While probably not applicable to the instant case, because not enacted until after the transfer involved herein, see section 4, chapter 47, Public Laws 1927, as amended by chapter 73, Public Laws 1929, wherein it is provided that the purchasing bank may institute suit against the stockholders of the selling bank to recover amounts due on their statutory liability at any time within three years from the date of the sale and transfer.
Prior to the enactment of chapter 113, Public Laws of North Carolina, 1927, now C. S., 218(c), subsection 13, the Corporation Commission had no power, by assessment, to enforce the statutory liability of stockholders of a banking corporation organized under the laws of this State. It had power only to take possession of such corporation, upon certain contingencies, and to apply to a court of competent jurisdiction for the appointment of a receiver of the corporation. The receiver appointed by the court, and subject to its jurisdiction, had power to enforce the statutory, liability of the stockholders by applying to the court to make assessments against them. Corp. Com. v. Murphey, 197 N. C., 42, 147 S. E., 667; Corp. Com. v. Bank, 193 N. C., 113, 136 S. E., 362; Corp. Com. v. Bank, 192 N. C., 366, 135 S. E., 48. After the assessments had been made by the court, an action by the receiver for judgment against the stockholders for the amounts due by them was not barred until the expiration of ten years from the date of the assessment. C. S., 240. See Litchfield v. Roper, 192 N. C., 202, 134 S. E., 651. In the instant ease no receiver has been appointed, and C. S., 240, is not applicable. It is applicable only to an action brought by the receiver of an insolvent *590banking corporation to recover judgment for tbe amount due by a stockholder on an assessment made against him by a court, under the procedure which obtained in this State prior to the enactment of chapter 113, Public Laws 1927.
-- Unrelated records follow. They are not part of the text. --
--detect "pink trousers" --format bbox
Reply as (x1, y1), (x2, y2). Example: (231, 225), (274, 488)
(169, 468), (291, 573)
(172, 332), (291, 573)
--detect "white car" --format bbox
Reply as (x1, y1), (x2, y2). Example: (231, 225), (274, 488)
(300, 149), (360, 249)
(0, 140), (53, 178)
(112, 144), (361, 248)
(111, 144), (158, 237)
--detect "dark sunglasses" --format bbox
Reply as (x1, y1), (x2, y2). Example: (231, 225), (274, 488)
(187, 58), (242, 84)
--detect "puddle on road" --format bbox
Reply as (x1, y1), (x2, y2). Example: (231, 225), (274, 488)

Whether or not the Corporation Commission has the power, under C. S., 218(c) to take possession of a banking corporation organized under the laws of this State, which prior to the enactment of chapter 113, Public Laws of 1927, had with its consent and approval transferred all its assets and liabilities to another bank, and ceased to do business, as authorized by statute, and to proceed with the liquidation of such corporation, need not he decided in the instant case. In any event, this proceeding against the stockholders of the Bank of Beulaville cannot be maintained, for that the proceeding was not begun until more than three years had elapsed from the date of the transfer by the Bank of Beulaville to the Farmers Bank and Trust Company of all its assets and liabilities. There was no error in the judgment.